We will only collect your personal information with your express consent for a specific purpose and any data collected will be to the extent necessary and not excessive for its purposes. We will keep your data safe and secure.
We will also process your Personal Information if it is necessary for our legitimate interests, or to fulfill a contractual or legal obligation.
We process your personal information if it is necessary to protect your life or in a medical situation, it is necessary to carry out a public function, a task of public interest or if the function has a clear basis in law.
We do not collect or process any personal information from you that is considered “Sensitive Personal Information” relating to your sexual orientation or ethnic origin unless we have your explicit consent, or if it is being collected subject to and in accordance with the GDPR.
You must not provide us with your personal information if you are under the age of sixteen without the consent of your parent or someone who has parental authority for you. We do not knowingly collect or process the personal information of children.
Your Rights under the GDPR
If you are an individual residing in the EU, you have certain rights as to how your personal information is obtained and used. We comply with your rights under the GDPR as to how your personal information is used and controlled if you are an individual residing in the EU.
Except as otherwise provided in the GDPR, you have the following rights:
- To be informed how your personal information is being used;
- Access your personal information (we will provide you a free copy of it);
- To correct your personal information if it is inaccurate or incomplete;
- To delete your personal information (also known as the “right to be forgotten”);
- To restrict processing of your personal information;
- To retain and reuse your personal information for your own purposes.

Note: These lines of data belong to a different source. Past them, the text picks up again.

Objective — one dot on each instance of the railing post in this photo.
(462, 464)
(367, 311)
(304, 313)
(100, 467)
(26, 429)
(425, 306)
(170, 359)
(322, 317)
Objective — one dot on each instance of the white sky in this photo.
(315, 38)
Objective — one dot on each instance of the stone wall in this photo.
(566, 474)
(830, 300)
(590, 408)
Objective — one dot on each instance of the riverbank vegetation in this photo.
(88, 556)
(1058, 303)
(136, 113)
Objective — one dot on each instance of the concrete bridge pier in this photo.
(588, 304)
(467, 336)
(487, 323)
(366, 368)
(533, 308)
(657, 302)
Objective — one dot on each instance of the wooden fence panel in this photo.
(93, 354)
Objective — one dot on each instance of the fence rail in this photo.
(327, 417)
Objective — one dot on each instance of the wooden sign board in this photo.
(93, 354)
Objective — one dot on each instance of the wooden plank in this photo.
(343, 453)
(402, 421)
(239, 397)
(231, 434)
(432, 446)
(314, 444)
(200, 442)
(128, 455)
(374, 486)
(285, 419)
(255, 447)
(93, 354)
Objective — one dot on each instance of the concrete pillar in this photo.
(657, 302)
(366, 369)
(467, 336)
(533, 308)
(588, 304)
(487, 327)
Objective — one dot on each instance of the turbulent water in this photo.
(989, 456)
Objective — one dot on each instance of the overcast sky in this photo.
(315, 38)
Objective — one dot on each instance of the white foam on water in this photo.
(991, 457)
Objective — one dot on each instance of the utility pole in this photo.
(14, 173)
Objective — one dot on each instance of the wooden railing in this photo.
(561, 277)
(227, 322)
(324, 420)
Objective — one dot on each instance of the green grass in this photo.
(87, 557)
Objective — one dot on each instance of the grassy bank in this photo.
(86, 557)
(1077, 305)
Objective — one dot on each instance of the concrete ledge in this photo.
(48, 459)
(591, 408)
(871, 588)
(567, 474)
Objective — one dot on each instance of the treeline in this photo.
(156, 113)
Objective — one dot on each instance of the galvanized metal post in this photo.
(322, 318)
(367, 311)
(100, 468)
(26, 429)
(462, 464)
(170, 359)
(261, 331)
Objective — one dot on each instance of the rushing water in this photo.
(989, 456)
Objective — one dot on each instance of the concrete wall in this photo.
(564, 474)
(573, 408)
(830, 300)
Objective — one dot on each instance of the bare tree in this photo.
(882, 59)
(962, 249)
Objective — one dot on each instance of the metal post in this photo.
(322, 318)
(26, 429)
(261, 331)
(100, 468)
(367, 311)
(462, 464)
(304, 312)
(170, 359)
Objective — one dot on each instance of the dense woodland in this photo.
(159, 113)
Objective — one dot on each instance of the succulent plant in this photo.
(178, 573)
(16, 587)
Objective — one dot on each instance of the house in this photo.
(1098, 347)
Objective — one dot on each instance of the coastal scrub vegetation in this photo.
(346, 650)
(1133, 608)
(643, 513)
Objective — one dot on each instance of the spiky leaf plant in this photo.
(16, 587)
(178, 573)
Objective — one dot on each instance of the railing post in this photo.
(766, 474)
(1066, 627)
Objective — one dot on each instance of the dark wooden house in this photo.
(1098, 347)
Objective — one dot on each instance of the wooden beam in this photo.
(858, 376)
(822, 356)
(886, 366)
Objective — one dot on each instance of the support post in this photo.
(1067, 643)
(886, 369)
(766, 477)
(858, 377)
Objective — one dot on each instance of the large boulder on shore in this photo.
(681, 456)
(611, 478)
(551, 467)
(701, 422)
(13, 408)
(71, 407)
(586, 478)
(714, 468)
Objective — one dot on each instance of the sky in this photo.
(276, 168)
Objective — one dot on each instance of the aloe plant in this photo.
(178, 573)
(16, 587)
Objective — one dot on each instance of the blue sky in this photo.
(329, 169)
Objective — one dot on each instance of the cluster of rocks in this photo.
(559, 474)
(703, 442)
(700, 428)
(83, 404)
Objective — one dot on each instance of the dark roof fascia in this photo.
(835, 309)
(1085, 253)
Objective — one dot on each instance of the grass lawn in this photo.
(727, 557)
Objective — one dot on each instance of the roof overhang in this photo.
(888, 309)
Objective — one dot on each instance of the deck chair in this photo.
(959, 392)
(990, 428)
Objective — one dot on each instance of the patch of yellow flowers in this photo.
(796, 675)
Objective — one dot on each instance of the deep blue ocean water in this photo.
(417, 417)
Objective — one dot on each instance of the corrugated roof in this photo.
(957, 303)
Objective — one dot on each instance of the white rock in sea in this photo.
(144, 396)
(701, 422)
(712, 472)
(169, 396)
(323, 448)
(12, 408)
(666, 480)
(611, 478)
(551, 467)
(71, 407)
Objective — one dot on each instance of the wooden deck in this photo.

- To object to your personal information being used; and
- To object against automated decision making and profiling.
Please contact our Complaints Officer at any time to exercise your rights under the GDPR. We may ask you to verify your identity before acting on your requests.
Although we intend to observe this policy at all times, you should note that the Privacy Act does not apply to small businesses. It only applies to businesses with an annual turnover of $3M or more per annum. Therefore should we be in a position where the Privacy Act does not legally apply to us we may decide it is necessary or desirable to act outside this Policy. We may do so, subject only to any legal obligations we have to you or under any law, including the Privacy Act.